La puerta principal se cerró con un golpe seco. Lo imaginé caminando rápido hacia su auto, encendiendo el motor, alejándose, huyendo de mí, del problema, de la responsabilidad. Y yo, yo solo podía quedarme allí, sintiendo cómo el mundo se me venía encima.
—¿Qué vas a hacer, Sofía? —me pregunté en voz alta, rompiendo el silencio de la cocina.
No había nadie que pudiera responderme. No podía ir con mi mamá, porque lo primero que haría sería correr a contarle a mi tía. Y mi tía… ella no merecía esto. No se merecía que su esposo la traicionara de esta forma, mucho menos conmigo.
Me levanté tambaleándome y caminé hacia la ventana.
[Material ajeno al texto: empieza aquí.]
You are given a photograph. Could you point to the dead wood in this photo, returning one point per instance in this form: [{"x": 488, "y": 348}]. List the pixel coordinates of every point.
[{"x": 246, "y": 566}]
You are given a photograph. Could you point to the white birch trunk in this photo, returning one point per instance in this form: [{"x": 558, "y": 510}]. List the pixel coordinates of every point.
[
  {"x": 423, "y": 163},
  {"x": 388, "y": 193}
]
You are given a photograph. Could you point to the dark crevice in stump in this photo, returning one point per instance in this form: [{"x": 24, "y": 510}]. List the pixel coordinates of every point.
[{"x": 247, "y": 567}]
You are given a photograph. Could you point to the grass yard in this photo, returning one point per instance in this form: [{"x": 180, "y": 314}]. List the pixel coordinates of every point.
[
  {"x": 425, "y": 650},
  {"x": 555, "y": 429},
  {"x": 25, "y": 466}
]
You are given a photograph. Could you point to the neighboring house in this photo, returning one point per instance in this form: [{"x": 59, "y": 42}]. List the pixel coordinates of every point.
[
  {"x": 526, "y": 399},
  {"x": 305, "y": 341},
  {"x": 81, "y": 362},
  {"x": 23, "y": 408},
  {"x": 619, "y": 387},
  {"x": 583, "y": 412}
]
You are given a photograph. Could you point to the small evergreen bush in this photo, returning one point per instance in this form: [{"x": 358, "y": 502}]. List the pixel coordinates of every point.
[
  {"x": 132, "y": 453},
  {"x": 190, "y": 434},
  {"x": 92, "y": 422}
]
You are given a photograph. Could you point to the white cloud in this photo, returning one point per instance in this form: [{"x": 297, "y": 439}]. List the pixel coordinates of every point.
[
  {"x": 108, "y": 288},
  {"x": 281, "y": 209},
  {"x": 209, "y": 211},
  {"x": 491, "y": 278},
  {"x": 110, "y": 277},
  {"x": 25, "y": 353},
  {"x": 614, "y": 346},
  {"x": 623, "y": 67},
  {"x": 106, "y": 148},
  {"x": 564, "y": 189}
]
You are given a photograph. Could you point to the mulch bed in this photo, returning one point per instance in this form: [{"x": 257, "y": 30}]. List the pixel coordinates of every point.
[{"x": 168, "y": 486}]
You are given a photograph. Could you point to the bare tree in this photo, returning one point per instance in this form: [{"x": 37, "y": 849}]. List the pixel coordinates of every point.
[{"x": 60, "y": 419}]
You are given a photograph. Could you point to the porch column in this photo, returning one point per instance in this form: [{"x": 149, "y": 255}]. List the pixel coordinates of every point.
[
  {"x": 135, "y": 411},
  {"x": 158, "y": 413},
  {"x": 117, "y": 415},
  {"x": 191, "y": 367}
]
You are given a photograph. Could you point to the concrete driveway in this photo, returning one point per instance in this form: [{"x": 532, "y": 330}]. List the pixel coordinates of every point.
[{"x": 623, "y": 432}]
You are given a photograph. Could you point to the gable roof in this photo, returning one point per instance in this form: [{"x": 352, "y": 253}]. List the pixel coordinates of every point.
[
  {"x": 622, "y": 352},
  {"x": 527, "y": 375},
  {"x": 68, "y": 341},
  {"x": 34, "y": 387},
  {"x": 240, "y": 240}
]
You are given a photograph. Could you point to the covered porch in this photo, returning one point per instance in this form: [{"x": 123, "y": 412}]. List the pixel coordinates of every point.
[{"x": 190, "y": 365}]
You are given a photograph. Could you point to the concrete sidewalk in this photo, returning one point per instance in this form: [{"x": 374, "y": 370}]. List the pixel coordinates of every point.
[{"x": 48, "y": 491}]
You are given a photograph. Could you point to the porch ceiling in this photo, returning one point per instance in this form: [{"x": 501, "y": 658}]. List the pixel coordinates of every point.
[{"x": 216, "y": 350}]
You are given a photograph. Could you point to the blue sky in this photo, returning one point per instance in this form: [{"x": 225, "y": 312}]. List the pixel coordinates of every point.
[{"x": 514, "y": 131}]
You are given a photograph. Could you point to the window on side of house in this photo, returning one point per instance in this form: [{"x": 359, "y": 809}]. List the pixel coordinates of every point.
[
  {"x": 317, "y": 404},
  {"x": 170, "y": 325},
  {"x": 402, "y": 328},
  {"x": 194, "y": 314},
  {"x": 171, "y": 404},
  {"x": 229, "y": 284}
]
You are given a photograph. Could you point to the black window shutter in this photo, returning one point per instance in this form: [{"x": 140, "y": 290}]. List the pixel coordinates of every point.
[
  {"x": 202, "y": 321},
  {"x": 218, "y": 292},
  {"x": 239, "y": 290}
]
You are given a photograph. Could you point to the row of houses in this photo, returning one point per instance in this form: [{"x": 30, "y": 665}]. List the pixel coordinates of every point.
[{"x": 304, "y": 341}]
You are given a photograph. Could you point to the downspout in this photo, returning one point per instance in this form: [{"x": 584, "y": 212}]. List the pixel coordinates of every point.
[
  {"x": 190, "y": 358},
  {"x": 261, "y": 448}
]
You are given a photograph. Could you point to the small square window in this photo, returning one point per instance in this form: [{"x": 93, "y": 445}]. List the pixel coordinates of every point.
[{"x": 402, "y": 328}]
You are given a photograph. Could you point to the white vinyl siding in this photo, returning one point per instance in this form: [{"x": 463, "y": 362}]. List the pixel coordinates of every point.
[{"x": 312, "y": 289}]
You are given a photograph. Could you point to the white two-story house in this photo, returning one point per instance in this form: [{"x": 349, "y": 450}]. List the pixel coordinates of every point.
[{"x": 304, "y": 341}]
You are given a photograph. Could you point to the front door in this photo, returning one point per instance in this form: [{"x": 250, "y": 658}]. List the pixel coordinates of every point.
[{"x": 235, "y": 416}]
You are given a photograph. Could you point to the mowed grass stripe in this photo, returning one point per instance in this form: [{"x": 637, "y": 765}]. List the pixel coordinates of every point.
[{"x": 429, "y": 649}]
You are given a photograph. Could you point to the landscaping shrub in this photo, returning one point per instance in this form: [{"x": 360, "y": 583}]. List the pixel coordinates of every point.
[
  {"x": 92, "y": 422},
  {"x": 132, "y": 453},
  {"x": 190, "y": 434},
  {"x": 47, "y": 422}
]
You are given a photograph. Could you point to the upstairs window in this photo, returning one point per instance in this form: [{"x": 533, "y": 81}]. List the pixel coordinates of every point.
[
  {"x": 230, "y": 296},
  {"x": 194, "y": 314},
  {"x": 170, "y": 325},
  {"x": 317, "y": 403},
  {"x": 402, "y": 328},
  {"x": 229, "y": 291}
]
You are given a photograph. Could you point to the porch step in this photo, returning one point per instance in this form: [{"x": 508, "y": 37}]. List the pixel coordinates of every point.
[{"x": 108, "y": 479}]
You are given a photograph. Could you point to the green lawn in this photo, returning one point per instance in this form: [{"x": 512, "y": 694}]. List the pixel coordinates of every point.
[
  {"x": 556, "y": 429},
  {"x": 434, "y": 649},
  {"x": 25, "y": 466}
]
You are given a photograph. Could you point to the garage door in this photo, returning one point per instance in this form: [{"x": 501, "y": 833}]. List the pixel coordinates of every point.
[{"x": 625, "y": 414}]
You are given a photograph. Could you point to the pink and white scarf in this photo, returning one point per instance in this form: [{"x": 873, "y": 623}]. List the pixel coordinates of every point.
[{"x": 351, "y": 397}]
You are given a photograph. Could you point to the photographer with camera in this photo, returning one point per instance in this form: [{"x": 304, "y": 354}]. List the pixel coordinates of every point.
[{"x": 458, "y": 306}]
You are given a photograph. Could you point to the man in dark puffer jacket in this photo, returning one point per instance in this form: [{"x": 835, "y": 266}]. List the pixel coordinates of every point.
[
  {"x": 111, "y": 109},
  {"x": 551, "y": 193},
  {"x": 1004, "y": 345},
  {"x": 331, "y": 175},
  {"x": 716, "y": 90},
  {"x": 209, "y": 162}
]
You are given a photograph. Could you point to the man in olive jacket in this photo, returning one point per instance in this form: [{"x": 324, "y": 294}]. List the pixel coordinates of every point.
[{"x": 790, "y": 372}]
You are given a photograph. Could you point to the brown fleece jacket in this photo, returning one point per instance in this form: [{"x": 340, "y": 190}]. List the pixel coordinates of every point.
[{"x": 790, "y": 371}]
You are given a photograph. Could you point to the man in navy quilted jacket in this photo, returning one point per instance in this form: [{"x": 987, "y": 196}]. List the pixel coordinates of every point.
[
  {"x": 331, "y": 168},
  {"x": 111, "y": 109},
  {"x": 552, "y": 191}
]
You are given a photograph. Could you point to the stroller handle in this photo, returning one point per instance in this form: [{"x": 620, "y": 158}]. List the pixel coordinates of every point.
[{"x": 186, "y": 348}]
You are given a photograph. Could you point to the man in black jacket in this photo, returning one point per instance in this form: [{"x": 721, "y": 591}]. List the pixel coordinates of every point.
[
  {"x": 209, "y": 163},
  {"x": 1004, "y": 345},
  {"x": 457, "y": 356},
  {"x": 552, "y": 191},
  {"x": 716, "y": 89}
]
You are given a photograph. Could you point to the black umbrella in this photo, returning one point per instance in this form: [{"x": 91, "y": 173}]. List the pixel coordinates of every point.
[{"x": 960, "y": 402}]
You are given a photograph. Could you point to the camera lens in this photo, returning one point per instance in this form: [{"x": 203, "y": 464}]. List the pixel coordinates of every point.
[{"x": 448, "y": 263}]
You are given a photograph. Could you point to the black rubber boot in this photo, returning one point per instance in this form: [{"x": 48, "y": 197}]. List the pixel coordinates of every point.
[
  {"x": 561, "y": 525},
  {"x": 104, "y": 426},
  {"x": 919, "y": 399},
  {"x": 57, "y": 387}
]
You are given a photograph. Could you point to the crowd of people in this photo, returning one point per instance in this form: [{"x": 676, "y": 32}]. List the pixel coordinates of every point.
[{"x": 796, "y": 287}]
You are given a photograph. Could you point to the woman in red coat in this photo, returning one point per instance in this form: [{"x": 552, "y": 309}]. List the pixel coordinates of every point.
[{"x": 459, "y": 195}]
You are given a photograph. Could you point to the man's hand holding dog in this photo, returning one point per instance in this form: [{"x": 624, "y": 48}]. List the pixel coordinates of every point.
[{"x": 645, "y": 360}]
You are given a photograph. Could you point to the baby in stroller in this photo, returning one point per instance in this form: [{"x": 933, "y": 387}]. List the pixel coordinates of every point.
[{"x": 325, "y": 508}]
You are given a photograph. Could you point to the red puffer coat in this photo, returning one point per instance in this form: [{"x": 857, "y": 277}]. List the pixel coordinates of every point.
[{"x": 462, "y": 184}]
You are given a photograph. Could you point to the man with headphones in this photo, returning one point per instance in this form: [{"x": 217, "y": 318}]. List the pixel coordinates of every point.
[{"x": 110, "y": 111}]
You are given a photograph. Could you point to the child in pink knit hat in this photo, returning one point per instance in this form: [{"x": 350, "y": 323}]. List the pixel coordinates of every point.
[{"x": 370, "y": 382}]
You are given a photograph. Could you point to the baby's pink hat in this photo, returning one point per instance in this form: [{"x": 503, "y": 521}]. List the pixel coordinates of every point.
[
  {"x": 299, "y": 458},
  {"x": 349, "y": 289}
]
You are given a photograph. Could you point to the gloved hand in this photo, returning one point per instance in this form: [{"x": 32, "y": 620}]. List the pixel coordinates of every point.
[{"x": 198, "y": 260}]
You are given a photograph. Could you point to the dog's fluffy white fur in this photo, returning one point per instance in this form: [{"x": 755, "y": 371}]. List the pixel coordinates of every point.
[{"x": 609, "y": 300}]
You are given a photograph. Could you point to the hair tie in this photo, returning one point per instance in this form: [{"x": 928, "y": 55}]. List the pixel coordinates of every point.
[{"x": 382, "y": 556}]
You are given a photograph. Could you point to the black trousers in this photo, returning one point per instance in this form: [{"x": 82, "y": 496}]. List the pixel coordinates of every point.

Afuera, la noche estaba en calma, como si el mundo ignorara el caos que rugía dentro de mí. Pensé en todas las decisiones que me habían llevado a este punto, en las veces que pude haber dicho “no” y no lo hice.
Mis lágrimas empezaron a caer sin control. No podía evitar sentirme sucia, culpable, una traidora. Y, al mismo tiempo, había una pequeña chispa de esperanza dentro de mí, una voz tenue que me decía que quizá este bebé sería la única cosa buena que saldría de todo esto.
De pronto, escuché el motor de un auto arrancar. Me asomé por la ventana y lo vi. Él estaba ahí, todavía sentado al volante, con las manos en el rostro. Por un segundo, pensé que volvería, que regresaría para decirme que todo estaría bien, que no tendría que enfrentar esto sola.
Pero no lo hizo. Arrancó y se fue.
Me quedé mirando las luces traseras hasta que desaparecieron por completo en la oscuridad.
Volví a la mesa y me dejé caer en la silla. Era un hecho: esto sería solo mío. Tendría que enfrentar las miradas, las preguntas, las sospechas. Tendría que soportar las noches de insomnio, los días de hambre, los momentos de soledad. Y, a pesar de todo, sabía que no podía huir. Este bebé no tenía la culpa de mis errores.
Saqué mi teléfono y escribí un mensaje. No para él, no para mi mamá ni para mi tía. Lo escribí para mí misma:
"Este es el principio. No mi final."
Lo envié a mi propio número, como si al hacerlo estuviera grabando esa promesa en mi alma.
Y entonces me levanté, respiré hondo y apagué las luces.